As horrible as the news is to hear, you may need to start eating more dark chocolate, drink a little more red wine, and eat some blueberries once in while. Yep, these fantastic foods (and one fantastic beverage) may be the key to aging with vitality and vigour. A new study has buttressed past findings which suggest that an antioxidant in these items counters Alzheimer’s disease, and we’re pretty chuffed about it.
Over the years, resveratrol, an antioxidant found in grapes, chocolate, blueberries and red wine, has been touted as a possible antidote to Alzheimer’s disease (as well as cancer and diabetes). But the evidence has been anecdotal. Now the first study published in the journal Neurology in people with Alzheimer’s suggests that the compound does actually protect the aging brain from declining.

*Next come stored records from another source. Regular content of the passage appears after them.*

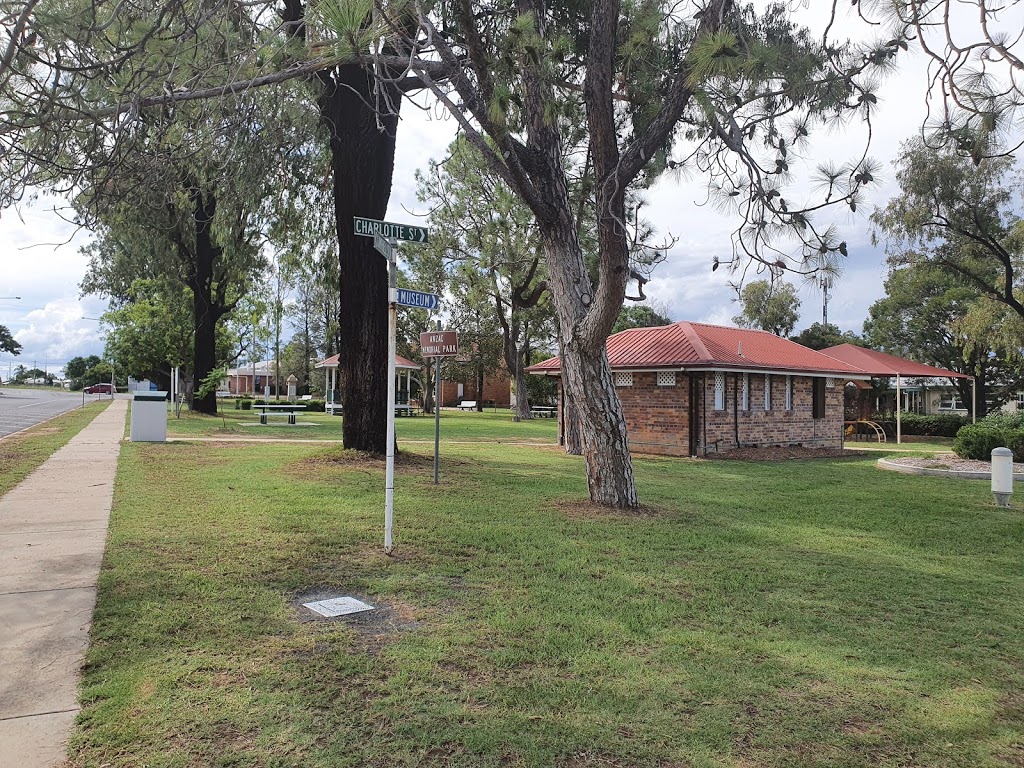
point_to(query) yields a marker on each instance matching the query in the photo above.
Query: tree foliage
(7, 342)
(975, 90)
(640, 315)
(723, 90)
(819, 336)
(770, 306)
(923, 317)
(486, 251)
(958, 217)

The study was big: researchers from over 20 medical centres across America examined the safety and effectiveness of taking high doses of resveratrol in pill (equal to the amount of the antioxidant in 1000 bottles of red wine!) for people with mild to moderate Alzheimer’s. They found that people who took up to four pills a day for a year had higher levels of a certain biomarker (amyloid-beta proteins) in their spinal fluid than those who took a placebo pill. What’s important here is that an accumulation of amyloid-beta in the brain is a hallmark of Alzheimer’s disease, but having levels of it outside the brain is good. The study finding suggests that resveratrol could help change the balance of amyloid-beta in the body, reducing levels in the brain while increasing the levels outside of the brain.
Unfortunately, it is a little premature to recommend that these pills become widely available.
But the authors are optimistic: “The study is encouraging enough that we should certainly go ahead and do a [larger] clinical trial because we showed that it is safe and does have significant effects on Alzheimer’s biomarkers,” said Dr Scott Turner, a professor of neurology at Georgetown University Medical Centre who led the study.
The downside of taking such high doses of the antioxidant, the researchers found, was weight loss (about 1 kilogram over the year). However, weight loss if already a concern among people with Alzheimer’s. The main goal of the current study, which included 119 patients, was to find out whether high doses of resveratrol could be safe. The weight loss was the only side-effect noted.
The study also left some important questions unanswered, like whether or not patients taking resveratrol actually had lower levels of amyloid-beta plaques in their brain, and whether they experienced less decline in their mental faculties.
But Turner revealed that a large clinical trial which will address these issues will get underway in a year.
Still, the researchers hold that the findings give some indication that resveratrol could improve cognition as patients who took the pill had slight improvements in their ability to carry out daily tasks. There was also some anecdotal evidence (patient self-reports) that people who took the people said they felt as if they were maintaining their mental ability (even though they were blind to whether they had been given the pill or the placebo).
If resveratrol does pan out in further research, it may add to the medications that are currently available, and will not be used alone.